Current Modal status: the v2 job completed successfully and produced the published LoRA adapter at `https://huggingface.co/qqyule/objectverse-diary-qwen15b-lora`.

Current v2 run summary:

- run name: `objectverse-diary-qwen15b-lora-v2`
- dataset: `data/train/objectverse_sft_curated_v2.jsonl`
- dataset repo path: `objectverse_sft_curated_v2.jsonl`
- records: 200 total, 180 train, 20 eval
- base model: `Qwen/Qwen2.5-1.5B-Instruct`
- max steps: 120
- learning rate: `1e-4`
- max sequence length: 1536
- LoRA rank / alpha / dropout: 32 / 64 / 0.05
- effective batch size: 8
- assistant-output-only loss: enabled
- train loss: 0.3240
- eval loss: 0.0162
- train runtime: 140.3364s
- epoch: 5.2222
- local adapter export: ignored `exports/objectverse-diary-qwen15b-lora-v2-adapter-dir/`
- model repo: `https://huggingface.co/qqyule/objectverse-diary-qwen15b-lora`

Additional v2 scaffold validation run: `objectverse-diary-qwen15b-lora-v2-curated50-retry1` completed on Modal with the existing 50-row curated dataset, using assistant-output-only loss, 45 train rows, 5 eval rows, `max_steps=120`, `learning_rate=1e-4`, `max_seq_length=1536`, LoRA `r=32`, `alpha=64`, and effective batch size 8. Metrics: `train_loss=0.2551`, `eval_loss=0.0093`, `train_runtime=146.5398s`, `epoch=20.0`. The adapter was downloaded to ignored local `exports/`; it has not been published to Hugging Face Hub.

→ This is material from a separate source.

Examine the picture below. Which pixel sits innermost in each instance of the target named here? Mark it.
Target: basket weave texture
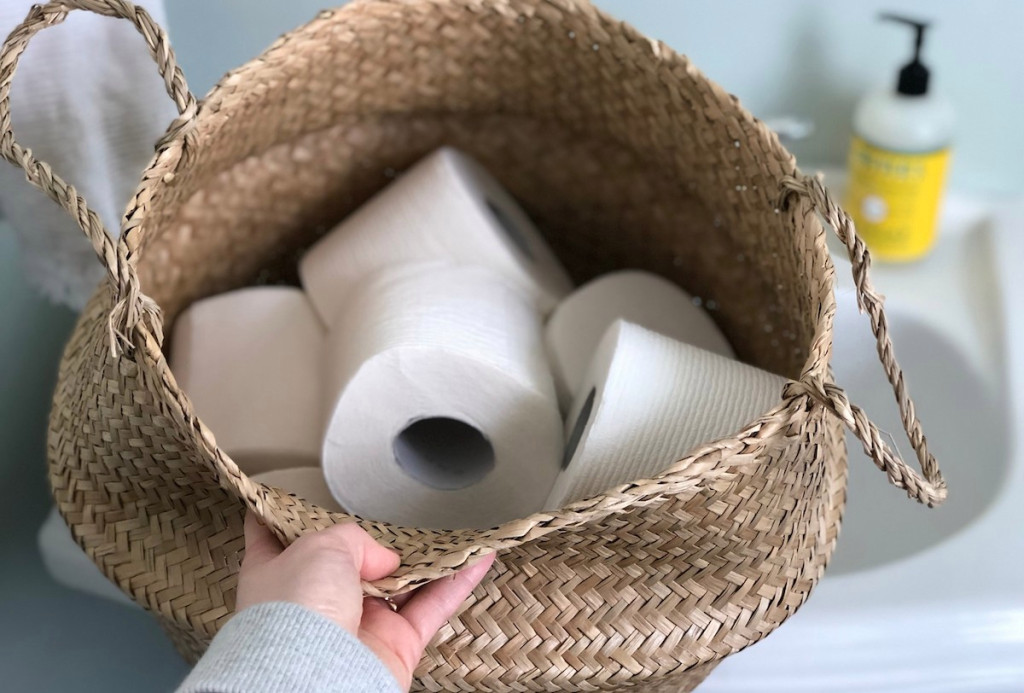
(627, 157)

Default training scaffold settings:

- base model: `Qwen/Qwen2.5-1.5B-Instruct`
- LoRA adapter target: persona and diary JSON output
- default loss: assistant-output-only labels, with prompt tokens masked
- default eval split: 10% when the dataset has at least two rows
- GPU: Modal `A10G`
- output: Modal Volume artifacts, not committed files

The current `objectverse_sft_preview.jsonl` file is mock-generated and should only be used to validate the training pipeline. It is not final Well-Tuned evidence. Do not store Modal credit codes, tokens, Hugging Face tokens, or private datasets in the repo.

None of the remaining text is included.